I left a message, asking if our new garage door had arrived — the one we’ve been waiting for since last July and when we might expect to have it installed, because “Geez, whiz, golly, won’t it be swell to actually pull our car into our garage!”
No reply.
So six days later, HH left a message. Within minutes, he got a return call. Of course!
The Silent Treatment
Now, you’d think that since I’m a writer, I’d be used to the silent treatment from people I contact. Writers (unless they are big-time hotshot writers) constantly send out query letters and never hear back from editors. They never even get back from form replies offering the basics of “Yeah, we’ve received your submission. Now go away. If we care, we’ll let you know. Otherwise, go to Hell and bake bagels!”
But this rudeness from a customer service perspective is driving me absolutely crazy. I cannot tell you how furious I am. It has put an absolute damper on my entire week. I feel powerless and for some odd reason, old.

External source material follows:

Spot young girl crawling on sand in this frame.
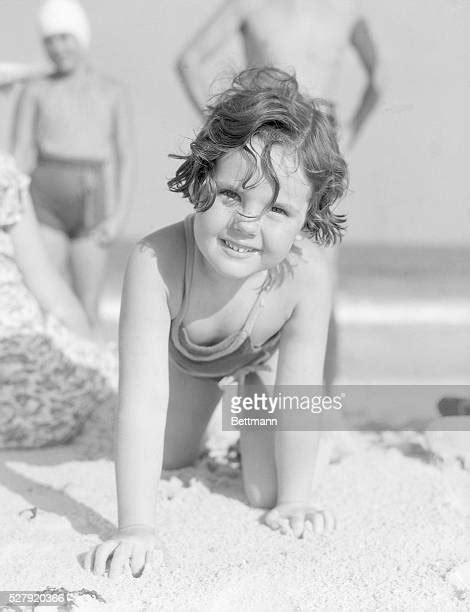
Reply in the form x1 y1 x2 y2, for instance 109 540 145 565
85 67 348 578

When I was a reporter, people almost always called me back — and promptly too! Even if it was to say, “No Comment.”
When I worked in the executive branch of state and federal government, people always called me back because they thought I was powerful and might help them. I wasn’t powerful, but if I could help them and it was appropriate, I tried.
And when I worked in the non-profit sector … Well, that was good training for today, because the shoe was on the proverbial other foot. I was the one in need. I was calling for help on behalf of my clients, seeking grant support or in-kind donations, or policy support. Yes, then, I was the one who didn’t get return calls.
So, I Sit, and Stew
While I have no big conclusion to this blog, it is interesting how a week’s worth of “no return calls” has generated this sense of helplessness and old age as if those two words were somehow synonymous.
Still, enough! Time to get moving. Time to get another Uber, so I can go to the market. Hopefully, they’ll respond to the app!
Apologies for the not-so-light lament. Sometimes a middle-aged muddler’s just got to vent!
I am waiting over 14 months for a replacement of a kitchen ceiling fixture. Runaround after runaround. Have to flick my wall switch on and off up to 15 times to get the fluorescent light in the kitchen to go on. They are “working on it.”
So much fun!
And the update on our car? After calls to the national Ford customer service assistance line, someone has been “assigned” to look at what’s wrong with our car – meaning our vehicle has simply sat in the dealership repair shop with no one doing anything for the past two weeks!
You are not alone. I have taken to visiting the local urgent care office that has the best reviews for a fall and sore backside.
It is almost impossible to get a response back in a timely matter on most things
That’s not a bad suggestion! Thanks.